院長ごあいさつ




今、日本の医療、特に地域医療・救急医療は危機的状態にあります。地域住民の意に反して、地域医療を支えるべき自治体病院の閉院、診療所化、整理統合が相次いでいるところであります。当田沢湖病院も、循環器内科、消化器内科、整形外科常勤医の引き上げのため、常勤医師が最大6名から3名に激減してしまい、病院存続が危ぶまれる危機的状況に至り、現在障がい者病棟として、生き残りをかけているところであります。

障がい者病棟とは、障がい者(重度の肢体不自由者、脊髄損傷などの重度障がい者、重度の意識障害者、筋ジストロフィー患者、神経難病患者など)に該当する方を概ね7割以上入院させている一般病棟のことです。従って、障がい者に該当しない方の入院を制限しなければならず、地域の方々へはご不便をおかけしております。当該地域内の病診・病病連携の推進、ならびに訪問看護、訪問医療を充実することによって何とか地域の医療ニーズに対応していきたいと存じます。平成20年10月より障がい者病棟化に取り組んできたのですが、平成21年1月には要件が整い、順調に運営されております。現在、入院待機者が数名の状況です。将来とも当院がやらなければならないかどうかは別として、この大曲仙北地区における障がい者病棟の必要性を痛切に感じているところであります。

 ところで、当院は日本一の高齢化県となることが確実視されている秋田県、それもその秋田県の玄関口、仙北市の生保内、しかも日本有数の観光地にあります。そこで、高齢化のモデル病院を作ろうと意気込みのもと、「町づくりは病院から!」をスローガンに『コミュニティーホスピタル』を目標として、平成15年に新病院を竣工したばかりです。現在の少子高齢化の中では、病院こそが地域コミュニティーの核になりえると信じるからであります。地域医療の充実と、観光地にある病院として救急に対応すべく、整形外科中心の急性期病院として生き残ろうとしたわけですが、聖域なき構造改革・医療崩壊の荒波に抗するすべもなく、方向転換を余儀なくされてしまいました。

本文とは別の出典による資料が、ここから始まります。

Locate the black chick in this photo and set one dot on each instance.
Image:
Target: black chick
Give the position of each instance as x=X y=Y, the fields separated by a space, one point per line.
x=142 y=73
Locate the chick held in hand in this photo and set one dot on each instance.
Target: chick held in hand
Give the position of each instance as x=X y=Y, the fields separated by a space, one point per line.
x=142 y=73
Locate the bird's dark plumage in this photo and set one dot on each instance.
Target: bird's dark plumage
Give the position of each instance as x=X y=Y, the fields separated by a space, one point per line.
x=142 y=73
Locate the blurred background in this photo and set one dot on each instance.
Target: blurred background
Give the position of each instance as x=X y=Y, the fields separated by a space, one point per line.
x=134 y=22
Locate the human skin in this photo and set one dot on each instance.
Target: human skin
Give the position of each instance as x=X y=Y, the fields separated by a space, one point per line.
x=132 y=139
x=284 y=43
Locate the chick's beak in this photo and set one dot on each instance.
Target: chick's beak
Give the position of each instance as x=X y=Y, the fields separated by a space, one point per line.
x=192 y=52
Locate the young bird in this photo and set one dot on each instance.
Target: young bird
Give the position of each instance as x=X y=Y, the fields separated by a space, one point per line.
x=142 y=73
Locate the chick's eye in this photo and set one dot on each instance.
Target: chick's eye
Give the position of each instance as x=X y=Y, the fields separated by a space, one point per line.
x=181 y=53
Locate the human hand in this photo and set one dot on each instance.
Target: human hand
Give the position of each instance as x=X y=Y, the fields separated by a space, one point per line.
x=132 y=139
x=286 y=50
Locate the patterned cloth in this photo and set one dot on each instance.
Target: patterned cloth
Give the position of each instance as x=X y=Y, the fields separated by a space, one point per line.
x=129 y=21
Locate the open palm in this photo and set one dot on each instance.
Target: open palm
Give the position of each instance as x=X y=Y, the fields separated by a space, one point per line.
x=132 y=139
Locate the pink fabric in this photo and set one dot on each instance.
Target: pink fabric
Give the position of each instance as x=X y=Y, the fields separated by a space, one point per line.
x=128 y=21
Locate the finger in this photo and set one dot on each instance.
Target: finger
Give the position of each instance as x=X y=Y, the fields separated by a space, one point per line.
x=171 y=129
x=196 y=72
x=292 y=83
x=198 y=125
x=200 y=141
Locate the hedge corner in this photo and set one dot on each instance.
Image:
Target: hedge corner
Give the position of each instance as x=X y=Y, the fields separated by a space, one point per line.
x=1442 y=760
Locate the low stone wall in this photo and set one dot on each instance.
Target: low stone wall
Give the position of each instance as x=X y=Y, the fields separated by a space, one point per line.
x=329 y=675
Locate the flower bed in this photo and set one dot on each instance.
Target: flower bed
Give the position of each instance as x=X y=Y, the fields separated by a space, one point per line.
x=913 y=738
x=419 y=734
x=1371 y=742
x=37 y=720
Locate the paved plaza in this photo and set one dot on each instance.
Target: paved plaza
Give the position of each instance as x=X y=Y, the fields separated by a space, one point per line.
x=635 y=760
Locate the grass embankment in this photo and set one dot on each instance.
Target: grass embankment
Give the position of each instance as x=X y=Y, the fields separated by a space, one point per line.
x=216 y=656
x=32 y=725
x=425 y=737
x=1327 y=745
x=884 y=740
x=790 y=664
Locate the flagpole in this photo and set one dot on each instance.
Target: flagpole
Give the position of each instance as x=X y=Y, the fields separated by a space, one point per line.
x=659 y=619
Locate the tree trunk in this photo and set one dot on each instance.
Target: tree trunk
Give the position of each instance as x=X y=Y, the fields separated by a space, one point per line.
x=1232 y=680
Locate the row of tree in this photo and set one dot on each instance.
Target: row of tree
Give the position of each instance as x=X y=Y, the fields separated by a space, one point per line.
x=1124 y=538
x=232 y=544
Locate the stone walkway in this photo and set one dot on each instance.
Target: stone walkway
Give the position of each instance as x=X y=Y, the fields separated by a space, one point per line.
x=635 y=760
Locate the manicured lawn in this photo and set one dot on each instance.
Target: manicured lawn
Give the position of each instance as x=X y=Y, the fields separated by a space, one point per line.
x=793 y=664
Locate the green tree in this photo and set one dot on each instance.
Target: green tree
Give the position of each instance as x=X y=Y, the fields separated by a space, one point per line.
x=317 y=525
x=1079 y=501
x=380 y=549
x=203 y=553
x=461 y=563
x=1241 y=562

 しかし、こうした地域医療の危機に際して、地域住民の方々により、「市立田沢湖病院を存続する会」が立ち上げられ、病院存続への大きな力となりました。「市立田沢湖病院を存続する会」とともに、真の意味での「おらが病院」、健康の府として老若男女が集える「コミュニティーホスピタル」が実現できるのではないかと考えております。健康教育、健康情報の発信などに努めてまいりますので、地域の方々には是非ともご利用いただいて育てていただきたいと存じます。もちろん、医師をはじめ、医療スタッフを充実していかなければなりません。周辺人口9000人、滞在型の観光地でもあるこの仙北市・田沢湖で我々といっしょに地域医療を考え、支えていただける医師、看護師を募集しております。自分が田沢湖病院を作っていく、これから変えていくんだという意気込みで頑張っていただける方をお待ちしております。